Lately we've been running into some issues with our php-fpm processes spinning out of control and causing the site to become unresponsive. There's some obvious php-fpm configuration tooling that needs to be done, but I'd also like to implement a reasonable livenessProbe health check for the php-fpm container that will restart the container when the probe fails.
I've dug up several resources on how to ping the server as a health check (e.g. https://easyengine.io/tutorials/php/fpm-status-page/), but I have yet to find a good answer on what to be on the lookout for. Will the /ping route return something other than 'pong' if the server is effectively dead? Will it just time out? Assuming the latter, what is a reasonable timeout limit?

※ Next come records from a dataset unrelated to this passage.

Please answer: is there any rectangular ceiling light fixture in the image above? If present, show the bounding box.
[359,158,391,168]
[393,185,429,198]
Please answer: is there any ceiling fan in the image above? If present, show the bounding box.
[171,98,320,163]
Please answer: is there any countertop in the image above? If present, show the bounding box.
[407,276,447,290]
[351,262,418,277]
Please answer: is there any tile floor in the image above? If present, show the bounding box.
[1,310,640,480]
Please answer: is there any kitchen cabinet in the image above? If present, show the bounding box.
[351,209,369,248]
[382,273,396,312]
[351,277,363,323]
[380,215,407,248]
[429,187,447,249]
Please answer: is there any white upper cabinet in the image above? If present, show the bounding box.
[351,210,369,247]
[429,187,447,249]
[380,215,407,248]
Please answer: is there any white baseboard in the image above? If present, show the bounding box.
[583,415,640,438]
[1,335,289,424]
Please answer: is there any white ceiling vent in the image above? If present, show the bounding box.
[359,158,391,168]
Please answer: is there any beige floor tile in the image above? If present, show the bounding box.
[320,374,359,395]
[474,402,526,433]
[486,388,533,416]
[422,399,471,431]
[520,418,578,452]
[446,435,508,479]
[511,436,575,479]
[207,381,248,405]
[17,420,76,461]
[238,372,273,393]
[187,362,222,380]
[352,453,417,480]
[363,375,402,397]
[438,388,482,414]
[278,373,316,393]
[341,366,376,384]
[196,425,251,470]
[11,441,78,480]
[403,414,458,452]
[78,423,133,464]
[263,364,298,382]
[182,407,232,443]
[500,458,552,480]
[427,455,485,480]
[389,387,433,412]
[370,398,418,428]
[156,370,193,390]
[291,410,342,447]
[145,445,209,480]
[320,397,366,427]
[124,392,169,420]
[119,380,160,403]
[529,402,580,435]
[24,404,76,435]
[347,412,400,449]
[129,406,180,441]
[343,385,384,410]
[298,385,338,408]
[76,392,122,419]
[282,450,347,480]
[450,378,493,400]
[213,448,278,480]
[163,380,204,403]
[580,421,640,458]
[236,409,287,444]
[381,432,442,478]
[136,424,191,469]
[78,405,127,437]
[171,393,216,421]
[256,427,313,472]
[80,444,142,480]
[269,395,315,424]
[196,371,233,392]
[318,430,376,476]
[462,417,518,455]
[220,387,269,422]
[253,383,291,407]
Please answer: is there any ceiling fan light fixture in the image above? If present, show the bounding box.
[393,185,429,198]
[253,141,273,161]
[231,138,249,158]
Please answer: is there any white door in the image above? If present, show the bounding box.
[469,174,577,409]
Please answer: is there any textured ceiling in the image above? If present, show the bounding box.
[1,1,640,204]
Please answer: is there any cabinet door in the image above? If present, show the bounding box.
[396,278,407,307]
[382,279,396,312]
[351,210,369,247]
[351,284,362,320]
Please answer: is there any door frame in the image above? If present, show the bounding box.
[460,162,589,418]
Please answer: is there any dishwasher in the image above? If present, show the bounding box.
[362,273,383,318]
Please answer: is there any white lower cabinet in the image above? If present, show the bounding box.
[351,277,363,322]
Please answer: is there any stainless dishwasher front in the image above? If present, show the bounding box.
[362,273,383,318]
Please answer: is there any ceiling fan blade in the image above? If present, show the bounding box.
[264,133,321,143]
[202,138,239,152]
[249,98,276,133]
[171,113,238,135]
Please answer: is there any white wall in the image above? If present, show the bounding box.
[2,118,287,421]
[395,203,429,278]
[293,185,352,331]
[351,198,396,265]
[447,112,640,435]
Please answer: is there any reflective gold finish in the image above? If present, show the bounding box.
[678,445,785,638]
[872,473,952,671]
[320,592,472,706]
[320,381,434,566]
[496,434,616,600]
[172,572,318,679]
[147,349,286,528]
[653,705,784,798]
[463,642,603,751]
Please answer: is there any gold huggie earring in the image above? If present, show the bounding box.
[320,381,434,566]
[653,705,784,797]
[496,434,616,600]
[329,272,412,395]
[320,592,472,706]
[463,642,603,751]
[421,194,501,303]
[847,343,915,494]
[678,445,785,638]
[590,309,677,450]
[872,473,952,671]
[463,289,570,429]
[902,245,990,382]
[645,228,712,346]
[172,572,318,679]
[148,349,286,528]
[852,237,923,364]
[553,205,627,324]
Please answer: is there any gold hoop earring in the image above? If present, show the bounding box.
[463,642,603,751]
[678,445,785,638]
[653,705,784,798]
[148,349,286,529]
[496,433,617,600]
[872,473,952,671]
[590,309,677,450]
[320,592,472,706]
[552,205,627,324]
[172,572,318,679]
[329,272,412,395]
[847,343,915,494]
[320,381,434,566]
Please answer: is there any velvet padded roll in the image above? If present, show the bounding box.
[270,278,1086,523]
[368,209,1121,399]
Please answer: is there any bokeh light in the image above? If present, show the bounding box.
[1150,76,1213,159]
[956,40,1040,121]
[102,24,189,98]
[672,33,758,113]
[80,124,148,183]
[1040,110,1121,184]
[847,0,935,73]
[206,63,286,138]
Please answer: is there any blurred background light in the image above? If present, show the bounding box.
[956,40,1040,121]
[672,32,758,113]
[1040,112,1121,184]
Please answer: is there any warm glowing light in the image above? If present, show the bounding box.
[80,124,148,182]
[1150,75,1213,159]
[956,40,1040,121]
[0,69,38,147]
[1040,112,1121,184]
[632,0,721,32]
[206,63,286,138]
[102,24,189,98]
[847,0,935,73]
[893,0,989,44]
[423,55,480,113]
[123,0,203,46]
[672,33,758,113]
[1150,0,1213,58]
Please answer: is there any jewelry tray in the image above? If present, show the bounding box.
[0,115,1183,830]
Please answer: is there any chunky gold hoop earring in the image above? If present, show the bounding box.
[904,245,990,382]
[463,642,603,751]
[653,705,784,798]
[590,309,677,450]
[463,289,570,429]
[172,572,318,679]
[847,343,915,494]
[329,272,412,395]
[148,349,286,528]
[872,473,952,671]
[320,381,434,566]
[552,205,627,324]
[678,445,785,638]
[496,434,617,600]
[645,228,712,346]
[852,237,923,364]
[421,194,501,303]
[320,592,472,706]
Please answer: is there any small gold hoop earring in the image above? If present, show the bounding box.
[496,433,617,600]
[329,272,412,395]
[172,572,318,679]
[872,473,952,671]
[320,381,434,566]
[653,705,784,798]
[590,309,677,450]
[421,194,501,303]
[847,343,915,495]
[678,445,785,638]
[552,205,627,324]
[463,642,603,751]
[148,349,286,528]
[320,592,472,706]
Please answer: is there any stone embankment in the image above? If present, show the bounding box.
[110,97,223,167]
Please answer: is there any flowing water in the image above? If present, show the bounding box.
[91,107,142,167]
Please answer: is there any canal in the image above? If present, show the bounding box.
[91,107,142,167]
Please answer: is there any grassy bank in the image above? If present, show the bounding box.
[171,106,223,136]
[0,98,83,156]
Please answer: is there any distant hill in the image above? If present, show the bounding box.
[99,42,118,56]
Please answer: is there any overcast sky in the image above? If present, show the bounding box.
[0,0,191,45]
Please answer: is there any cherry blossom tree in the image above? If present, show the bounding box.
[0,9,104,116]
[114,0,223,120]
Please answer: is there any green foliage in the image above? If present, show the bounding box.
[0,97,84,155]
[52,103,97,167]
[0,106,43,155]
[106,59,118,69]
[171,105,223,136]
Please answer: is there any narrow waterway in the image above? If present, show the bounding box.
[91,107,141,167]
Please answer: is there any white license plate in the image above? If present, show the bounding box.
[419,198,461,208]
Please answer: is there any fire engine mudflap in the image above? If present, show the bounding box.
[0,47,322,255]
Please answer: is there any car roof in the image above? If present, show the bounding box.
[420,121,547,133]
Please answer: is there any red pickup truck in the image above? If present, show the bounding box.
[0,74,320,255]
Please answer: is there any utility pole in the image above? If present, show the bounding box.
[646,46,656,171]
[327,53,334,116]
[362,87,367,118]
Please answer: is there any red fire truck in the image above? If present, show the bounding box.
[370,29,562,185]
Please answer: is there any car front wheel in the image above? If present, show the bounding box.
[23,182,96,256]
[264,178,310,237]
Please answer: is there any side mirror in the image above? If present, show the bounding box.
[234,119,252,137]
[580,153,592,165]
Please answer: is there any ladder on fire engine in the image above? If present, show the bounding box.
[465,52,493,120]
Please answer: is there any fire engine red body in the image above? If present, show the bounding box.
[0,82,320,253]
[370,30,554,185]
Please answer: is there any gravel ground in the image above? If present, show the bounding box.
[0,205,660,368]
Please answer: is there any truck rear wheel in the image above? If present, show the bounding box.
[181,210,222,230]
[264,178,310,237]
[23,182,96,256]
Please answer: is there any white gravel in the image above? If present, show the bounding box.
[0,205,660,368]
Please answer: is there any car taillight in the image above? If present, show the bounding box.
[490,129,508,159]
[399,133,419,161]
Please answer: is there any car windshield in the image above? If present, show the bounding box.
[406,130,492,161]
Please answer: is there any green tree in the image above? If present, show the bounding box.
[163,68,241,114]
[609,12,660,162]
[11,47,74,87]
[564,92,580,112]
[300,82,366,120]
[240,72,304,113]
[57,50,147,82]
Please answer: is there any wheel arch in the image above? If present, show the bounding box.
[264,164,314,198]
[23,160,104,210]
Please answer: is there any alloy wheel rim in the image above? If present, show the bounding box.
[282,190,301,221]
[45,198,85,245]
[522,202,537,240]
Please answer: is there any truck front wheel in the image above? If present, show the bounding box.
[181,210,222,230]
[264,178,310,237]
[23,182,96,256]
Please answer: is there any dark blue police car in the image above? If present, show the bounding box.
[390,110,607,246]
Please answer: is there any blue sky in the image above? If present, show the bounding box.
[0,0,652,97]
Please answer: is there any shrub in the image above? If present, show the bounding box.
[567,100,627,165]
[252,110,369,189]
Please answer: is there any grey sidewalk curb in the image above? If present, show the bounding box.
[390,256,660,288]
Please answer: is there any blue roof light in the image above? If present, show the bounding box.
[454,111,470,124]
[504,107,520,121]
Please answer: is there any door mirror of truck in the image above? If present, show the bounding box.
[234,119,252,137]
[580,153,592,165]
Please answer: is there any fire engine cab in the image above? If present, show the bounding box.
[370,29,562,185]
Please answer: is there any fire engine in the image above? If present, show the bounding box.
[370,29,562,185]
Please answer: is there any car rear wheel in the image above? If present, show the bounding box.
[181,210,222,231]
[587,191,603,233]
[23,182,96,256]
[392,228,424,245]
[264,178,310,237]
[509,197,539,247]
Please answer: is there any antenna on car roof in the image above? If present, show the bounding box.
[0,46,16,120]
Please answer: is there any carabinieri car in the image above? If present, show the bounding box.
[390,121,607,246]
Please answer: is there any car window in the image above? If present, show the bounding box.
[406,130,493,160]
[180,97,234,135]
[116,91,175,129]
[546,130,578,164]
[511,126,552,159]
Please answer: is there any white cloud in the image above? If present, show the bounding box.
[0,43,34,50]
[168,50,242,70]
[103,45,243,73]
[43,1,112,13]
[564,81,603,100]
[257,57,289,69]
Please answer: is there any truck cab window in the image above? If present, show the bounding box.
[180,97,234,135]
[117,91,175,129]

Running some tests of my own, I notice that a healthy php-fpm server will return the 'pong' response quickly:
# time curl localhost/ping
pong
real 0m0.040s
user 0m0.006s
sys 0m0.001s
I simulated heavy load and indeed it took 1-3 seconds for the 'pong' response, and that coincided with the site becoming unresponsive. Based on that I drew up a draft of a livenessProbe that will fail and restart the container if the liveness probe script takes longer than 2 seconds on 2 consecutive probes:
livenessProbe:
exec:
command:
- sh
- -c
- timeout 2 /var/www/livenessprobe.sh
initialDelaySeconds: 15
periodSeconds: 3
successThreshold: 1
failureThreshold: 2
And the probe script is simply this (There are reasons why this needs to be a shell script and not a direct httpGet from the livenessProbe that I won't get into):
#!/bin/bash
curl -s localhost/ping
Now I don't know if I'm being too aggressive or too conservative. I'll be running a canary deploy to test this, but in the meantime I'd like to get some feedback from others that have implemented health checks on php-fpm servers, bonus points if it's in a Kubernetes context.